In this article, you'll learn details about California's collection laws.
Rules That Debt Collectors Must Follow
The Rosenthal Act contains a lengthy list of regulations that apply to debt collector activities. As you read this article, keep in mind that some of the prohibitions appear in both the Rosenthal Act and the federal Fair Debt Collection Practices Act.
Incorrectly threaten to assign the debt to someone and tell you that you would lose any defense to the debt in the process.
Threaten to arrest you, seize assets, or garnish your wages, unless the collector actually plans on taking such an action and it is legally allowed to do so. (In most cases, a collector must sue you and obtain a judgment before taking certain collection actions, like garnishing your wages.) (Cal. Civ. Code § 1788.10).
Can a Debt Collector Use Obscene Language or Harass Me?
Debt collectors are limited in what they may say, as well as the methods they may use, to contact you—especially on the telephone.
A debt collector can’t use obscene or profane language.
A caller must disclose his or her identity when calling you on the phone.
A collector can’t misrepresent himself or herself in a way that would cause you spend money you wouldn't otherwise have spent, like for a long-distance telephone call or other similar charges.
A debt collector can’t call you repeatedly or let your phone ring repeatedly to annoy you.
A collector can’t communicate you with such frequency as to constitute harassment, whether on the phone or in person. (Cal.
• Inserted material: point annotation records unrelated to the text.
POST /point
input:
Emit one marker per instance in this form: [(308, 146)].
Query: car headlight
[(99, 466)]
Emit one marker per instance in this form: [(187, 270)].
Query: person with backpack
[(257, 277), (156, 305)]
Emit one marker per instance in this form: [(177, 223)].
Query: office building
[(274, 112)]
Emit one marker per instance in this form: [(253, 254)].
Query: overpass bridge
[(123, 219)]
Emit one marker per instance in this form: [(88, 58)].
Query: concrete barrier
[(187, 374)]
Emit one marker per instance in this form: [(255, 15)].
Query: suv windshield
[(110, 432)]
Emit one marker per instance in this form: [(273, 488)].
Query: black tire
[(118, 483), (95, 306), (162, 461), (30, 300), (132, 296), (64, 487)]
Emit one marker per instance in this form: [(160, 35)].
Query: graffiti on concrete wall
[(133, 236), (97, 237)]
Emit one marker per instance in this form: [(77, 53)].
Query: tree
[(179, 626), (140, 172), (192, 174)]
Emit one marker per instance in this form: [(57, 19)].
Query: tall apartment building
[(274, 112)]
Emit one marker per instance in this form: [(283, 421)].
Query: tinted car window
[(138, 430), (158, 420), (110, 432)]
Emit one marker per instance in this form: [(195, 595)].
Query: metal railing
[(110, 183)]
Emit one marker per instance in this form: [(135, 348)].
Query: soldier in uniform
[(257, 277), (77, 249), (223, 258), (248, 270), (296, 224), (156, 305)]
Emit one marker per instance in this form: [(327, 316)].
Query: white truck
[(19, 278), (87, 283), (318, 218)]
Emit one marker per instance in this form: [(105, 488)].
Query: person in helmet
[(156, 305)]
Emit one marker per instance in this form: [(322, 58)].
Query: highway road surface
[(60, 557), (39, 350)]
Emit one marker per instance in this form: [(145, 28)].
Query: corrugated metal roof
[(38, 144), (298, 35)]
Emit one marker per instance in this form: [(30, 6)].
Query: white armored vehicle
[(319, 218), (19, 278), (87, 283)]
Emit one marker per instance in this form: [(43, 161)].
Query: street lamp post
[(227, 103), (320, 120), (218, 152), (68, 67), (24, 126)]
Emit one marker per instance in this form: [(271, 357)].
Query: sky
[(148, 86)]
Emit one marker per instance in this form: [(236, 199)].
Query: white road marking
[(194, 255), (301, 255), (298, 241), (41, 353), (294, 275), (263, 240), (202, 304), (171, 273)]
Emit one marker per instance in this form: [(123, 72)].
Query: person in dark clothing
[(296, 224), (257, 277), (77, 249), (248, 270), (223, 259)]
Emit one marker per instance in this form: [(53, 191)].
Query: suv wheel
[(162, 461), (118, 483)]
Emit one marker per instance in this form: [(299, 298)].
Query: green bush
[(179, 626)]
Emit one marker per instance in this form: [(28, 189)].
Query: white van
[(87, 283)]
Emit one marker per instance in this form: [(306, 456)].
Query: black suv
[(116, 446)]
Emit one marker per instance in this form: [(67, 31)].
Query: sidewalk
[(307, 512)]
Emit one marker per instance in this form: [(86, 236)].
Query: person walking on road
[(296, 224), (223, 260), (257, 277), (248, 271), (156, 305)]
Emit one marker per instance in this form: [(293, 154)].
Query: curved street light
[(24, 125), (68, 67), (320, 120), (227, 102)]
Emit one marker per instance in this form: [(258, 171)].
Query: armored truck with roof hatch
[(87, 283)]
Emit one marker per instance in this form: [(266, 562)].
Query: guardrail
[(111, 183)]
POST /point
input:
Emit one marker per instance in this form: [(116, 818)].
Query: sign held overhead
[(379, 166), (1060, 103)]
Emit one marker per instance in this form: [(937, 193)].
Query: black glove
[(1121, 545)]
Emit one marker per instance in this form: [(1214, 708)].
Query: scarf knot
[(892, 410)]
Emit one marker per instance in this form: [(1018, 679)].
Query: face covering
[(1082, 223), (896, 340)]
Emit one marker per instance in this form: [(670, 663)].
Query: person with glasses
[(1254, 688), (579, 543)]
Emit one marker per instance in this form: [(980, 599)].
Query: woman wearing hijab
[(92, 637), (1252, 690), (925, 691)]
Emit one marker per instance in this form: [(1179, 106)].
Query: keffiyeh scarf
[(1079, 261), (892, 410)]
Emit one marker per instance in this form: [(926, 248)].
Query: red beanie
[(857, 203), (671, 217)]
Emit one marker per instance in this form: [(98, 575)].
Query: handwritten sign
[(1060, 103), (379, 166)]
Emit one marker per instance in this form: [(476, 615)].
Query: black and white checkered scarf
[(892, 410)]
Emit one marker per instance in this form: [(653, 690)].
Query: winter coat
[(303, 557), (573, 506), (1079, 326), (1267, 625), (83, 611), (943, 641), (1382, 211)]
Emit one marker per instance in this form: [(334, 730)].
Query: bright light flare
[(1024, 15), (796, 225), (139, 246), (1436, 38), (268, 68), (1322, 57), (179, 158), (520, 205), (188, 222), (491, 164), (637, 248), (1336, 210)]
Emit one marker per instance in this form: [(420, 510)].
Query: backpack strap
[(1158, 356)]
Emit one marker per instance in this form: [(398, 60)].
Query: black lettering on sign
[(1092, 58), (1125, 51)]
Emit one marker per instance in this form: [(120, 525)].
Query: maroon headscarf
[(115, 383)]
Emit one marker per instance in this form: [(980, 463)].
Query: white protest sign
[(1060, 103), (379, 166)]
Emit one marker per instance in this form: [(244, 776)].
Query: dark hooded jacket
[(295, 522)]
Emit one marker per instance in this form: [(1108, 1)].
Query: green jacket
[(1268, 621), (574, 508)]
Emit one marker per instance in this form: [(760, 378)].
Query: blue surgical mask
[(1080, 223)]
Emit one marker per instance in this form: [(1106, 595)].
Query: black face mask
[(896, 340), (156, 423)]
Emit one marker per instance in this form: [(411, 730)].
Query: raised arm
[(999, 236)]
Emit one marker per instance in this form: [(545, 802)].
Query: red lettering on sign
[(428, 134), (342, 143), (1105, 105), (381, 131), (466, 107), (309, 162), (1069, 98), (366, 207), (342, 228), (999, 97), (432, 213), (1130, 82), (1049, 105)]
Civ. Code § 1788.11).
Debt Collectors Must Tell You If the Statute of Limitations Has Expired
The Rosenthal Act requires a debt collector to inform you if the statute of limitations for a particular debt has passed. The collector has to include the notice in the first written communication it sends you after the statute of limitations expires. (Cal. Civ. Code § 1788.14).
The law also bans collectors from filing a lawsuit or initiating arbitration or any other legal proceeding to collect a time-barred debt. (Cal. Civ. Proc. Code § 337).
Can a Debt Collector Call Me at Work?
The Rosenthal Act contains a number of regulations requiring debt collectors to protect your privacy.
A debt collector may contact your employer—but only to verify your employment, locate you, to find out if you have medical insurance (in the case of a medical debt), or to garnish your wages after getting a judgment against you.
A collector can’t reveal information about your debt to your family except to your spouse or your parents if you’re a minor (or if you live in the same household). A collector can contact your family to locate you though.
A collector can’t publish your name in a public list—known as a “deadbeat list”—for failing to pay.
If a debt collector sends you mail, the envelope can’t show any information about the debt that’s intended to embarrass you. It may show only the name, address, and telephone number of the debtor and the debt collector. A collector can’t send you postcards. (Cal. Civ. Code § 1788.12).
Can a Debt Collector Try to Trick Me Into Paying a Debt?
Collectors also can’t do any of the following.
Say they’re lawyers if they aren’t, use letterhead that includes an lawyer’s name unless the letter is from a law firm or a lawyer approves the letter, or threaten you with a lawsuit unless they intend to file one.
Make it appear that they’re acting under the government’s authority, unless they’re trying to collect debts for the government.
Say that they’ll charge you additional collection or attorneys' fees unless they’re legally entitled to by law or by an agreement you made with them.
Represent themselves as a credit reporting agency, or say they’re going to report you to a credit reporting agency, if they have no intention of doing so.
Send a letter that appears to come from a claim, credit, audit, or legal department unless it actually is from by one of those departments. (Cal. Civ. Code § 1788.13).
No Contact If You Have a Lawyer
If your lawyer agreed to talk to creditors on your behalf and sent written notice to them, then debt collectors can’t contact you. But if the lawyer fails to answer the collector’s correspondence, return telephone calls, or discuss the obligation in question, then the collector may contact you. (Cal. Civ. Code § 1788.14).
Debt Collectors Have to Respect the Judicial Process
While everyone should respect judicial proceedings, California law imposes some specific additional requirements for debt collectors.
A debt collector has to serve you with notice of a lawsuit if it sues you. And if the creditor gets a default judgment, it can't collect or attempt to collect the debt if it knows that you weren't legally served.
A collector can sue you only in the county where you incurred the debt, lived when you incurred the debt, or live now. (Cal. Civ. Code § 1788.15).
See a Lawyer
If you think a debt collector has violated California law when trying to collect from you, you have rights. Consider talking to an attorney to get advice about your options.